Test 2: 12.5 to 13.8 Flashcards
What is the arc length of a space curve?
s = integral (a to b) [ ||r’(t)|| ] dt
What is the formula to find curvature?
K = ||T’(t)|| / ||r’(t)||
What is the process for finding position by integration, from acceleration?
- Integrate to get velocity function plus constant. 2. Set t equal to the provided velocity scalar and solve for constant C=C1 + C2 + C3. 3. Integrate again to get position function plus constant. Set t equal to provided position scalar and solve for constant C=C1 + C2 + C3.
What is the formula for unit tangent vector?
T = r’(t) / ||r’(t)||
What is the formula for unit normal vector?
N = T’(t) / ||T’(t)||
How do you draw level curves / contour lines?
Use f(x,y) = c and draw the function for changing values of c.
How do you find the limit of a function of x and y?
Set x equal to zero and find the limit. Set y equal to zero and find the limit. Set y equal to x and find the limit. If either of the limits don’t match the final one, the limit does not exist.
How do you find partial derivatives using the definition of partial derivatives?
To find F_x, Lim x->0 of f(x+dx, y) - f(x,y) / dx. To find F_y, Lim x->0 of f(x+dx,y) - f(x,y) / dy).
What is the formula for the total differential of the independent variables z?
dz = pdz / pdx * dx + pdz / pdy * dy where pd = partial derivative
What is the process to find maximum possible error in a measurement?

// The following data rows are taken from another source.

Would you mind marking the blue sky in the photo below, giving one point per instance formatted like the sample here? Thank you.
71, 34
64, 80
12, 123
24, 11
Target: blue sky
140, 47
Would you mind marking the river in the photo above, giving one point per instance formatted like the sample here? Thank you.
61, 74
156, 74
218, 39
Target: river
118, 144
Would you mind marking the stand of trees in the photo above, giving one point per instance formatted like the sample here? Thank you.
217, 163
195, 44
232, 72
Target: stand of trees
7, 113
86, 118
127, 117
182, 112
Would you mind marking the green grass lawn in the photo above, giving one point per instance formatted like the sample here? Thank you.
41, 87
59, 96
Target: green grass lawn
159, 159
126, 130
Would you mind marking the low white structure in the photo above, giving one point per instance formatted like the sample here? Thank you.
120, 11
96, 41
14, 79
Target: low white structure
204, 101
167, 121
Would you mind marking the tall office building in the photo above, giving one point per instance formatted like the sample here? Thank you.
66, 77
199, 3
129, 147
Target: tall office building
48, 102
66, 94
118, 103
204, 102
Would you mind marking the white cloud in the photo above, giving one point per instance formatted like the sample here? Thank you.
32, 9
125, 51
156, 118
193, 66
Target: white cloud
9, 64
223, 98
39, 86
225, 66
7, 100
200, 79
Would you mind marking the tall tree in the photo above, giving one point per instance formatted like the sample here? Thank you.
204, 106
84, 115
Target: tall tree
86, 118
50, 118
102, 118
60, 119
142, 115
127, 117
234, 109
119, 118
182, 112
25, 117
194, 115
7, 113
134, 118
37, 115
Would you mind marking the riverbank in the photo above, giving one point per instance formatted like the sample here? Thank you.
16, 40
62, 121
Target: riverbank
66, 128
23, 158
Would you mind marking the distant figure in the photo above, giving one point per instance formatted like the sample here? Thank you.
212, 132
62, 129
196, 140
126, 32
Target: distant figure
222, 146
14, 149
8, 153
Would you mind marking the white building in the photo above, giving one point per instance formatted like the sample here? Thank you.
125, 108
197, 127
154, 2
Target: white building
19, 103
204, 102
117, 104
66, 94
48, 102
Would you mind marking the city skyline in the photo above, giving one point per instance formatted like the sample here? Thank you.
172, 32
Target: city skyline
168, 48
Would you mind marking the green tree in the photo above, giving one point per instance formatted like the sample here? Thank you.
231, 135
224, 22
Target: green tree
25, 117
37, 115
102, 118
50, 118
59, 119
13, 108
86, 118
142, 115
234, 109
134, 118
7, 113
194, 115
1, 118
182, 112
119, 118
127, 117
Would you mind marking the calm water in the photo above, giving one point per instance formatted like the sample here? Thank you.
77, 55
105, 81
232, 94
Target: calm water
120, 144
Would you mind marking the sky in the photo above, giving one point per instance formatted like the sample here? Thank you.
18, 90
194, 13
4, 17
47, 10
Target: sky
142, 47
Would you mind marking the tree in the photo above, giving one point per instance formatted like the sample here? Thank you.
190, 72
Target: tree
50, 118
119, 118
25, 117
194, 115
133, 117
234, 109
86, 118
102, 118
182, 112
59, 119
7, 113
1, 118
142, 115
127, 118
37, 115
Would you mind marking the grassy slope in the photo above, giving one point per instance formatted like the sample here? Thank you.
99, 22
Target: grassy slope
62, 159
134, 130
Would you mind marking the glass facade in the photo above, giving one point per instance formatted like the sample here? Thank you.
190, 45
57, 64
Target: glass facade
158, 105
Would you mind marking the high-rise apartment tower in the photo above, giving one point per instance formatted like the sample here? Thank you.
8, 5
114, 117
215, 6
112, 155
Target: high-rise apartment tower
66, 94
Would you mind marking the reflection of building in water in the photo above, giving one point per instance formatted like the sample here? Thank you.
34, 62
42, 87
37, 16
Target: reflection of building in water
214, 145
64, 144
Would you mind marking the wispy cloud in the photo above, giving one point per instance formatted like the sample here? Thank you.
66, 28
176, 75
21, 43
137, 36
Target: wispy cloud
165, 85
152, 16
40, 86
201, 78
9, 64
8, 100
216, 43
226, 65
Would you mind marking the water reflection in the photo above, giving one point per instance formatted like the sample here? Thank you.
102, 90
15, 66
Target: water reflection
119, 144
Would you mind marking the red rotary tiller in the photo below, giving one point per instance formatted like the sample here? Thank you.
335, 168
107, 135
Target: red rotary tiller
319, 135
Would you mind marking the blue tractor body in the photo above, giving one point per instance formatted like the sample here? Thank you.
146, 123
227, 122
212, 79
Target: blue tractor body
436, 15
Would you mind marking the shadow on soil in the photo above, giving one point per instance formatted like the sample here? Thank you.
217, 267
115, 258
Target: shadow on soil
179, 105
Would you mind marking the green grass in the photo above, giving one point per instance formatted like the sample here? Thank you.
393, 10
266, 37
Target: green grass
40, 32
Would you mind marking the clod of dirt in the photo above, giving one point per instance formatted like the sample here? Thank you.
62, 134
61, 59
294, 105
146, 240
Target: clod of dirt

- Find the equation for the desired measurement. 2. Take the total differential of of the desired variable representing the desired measurement, using the provided possible error for dx/dy/dz. 3. Divide the total differential by the actual desired measurement, substituting in provided measurement components. Do not use negatives.
What is the chain rule for one independent variable?
dw/dt = pdw/pdx * dx/dt + pdw/pdy * dy/dt
What is the chain rule for two independent variables?
pdw/pds = pdw/pdx * pdx/pds + pdw/pdy * pdy/pds, and pdw/pdt = pdw/pdx * pdx/pdt + pdw/pdy * pdy/pdt
How do you draw a tree?
Start at the top and draw the dependent variable (usually w), draw x and y and z under w, and draw t(and s if necessary) under x,y and z.
How do you find dy/dx using implicit differentiation?
dy/dx = -F_x(x,y) / F_y(x,y)
How do you find pdz/pdx and pdz/pdy using implicit differentiation?
pdz/pdx = -F_x(x,y,z)/F_z(x,y,z). pdz/pdy = -F_y(x,y,z)/F_z(x,y,z)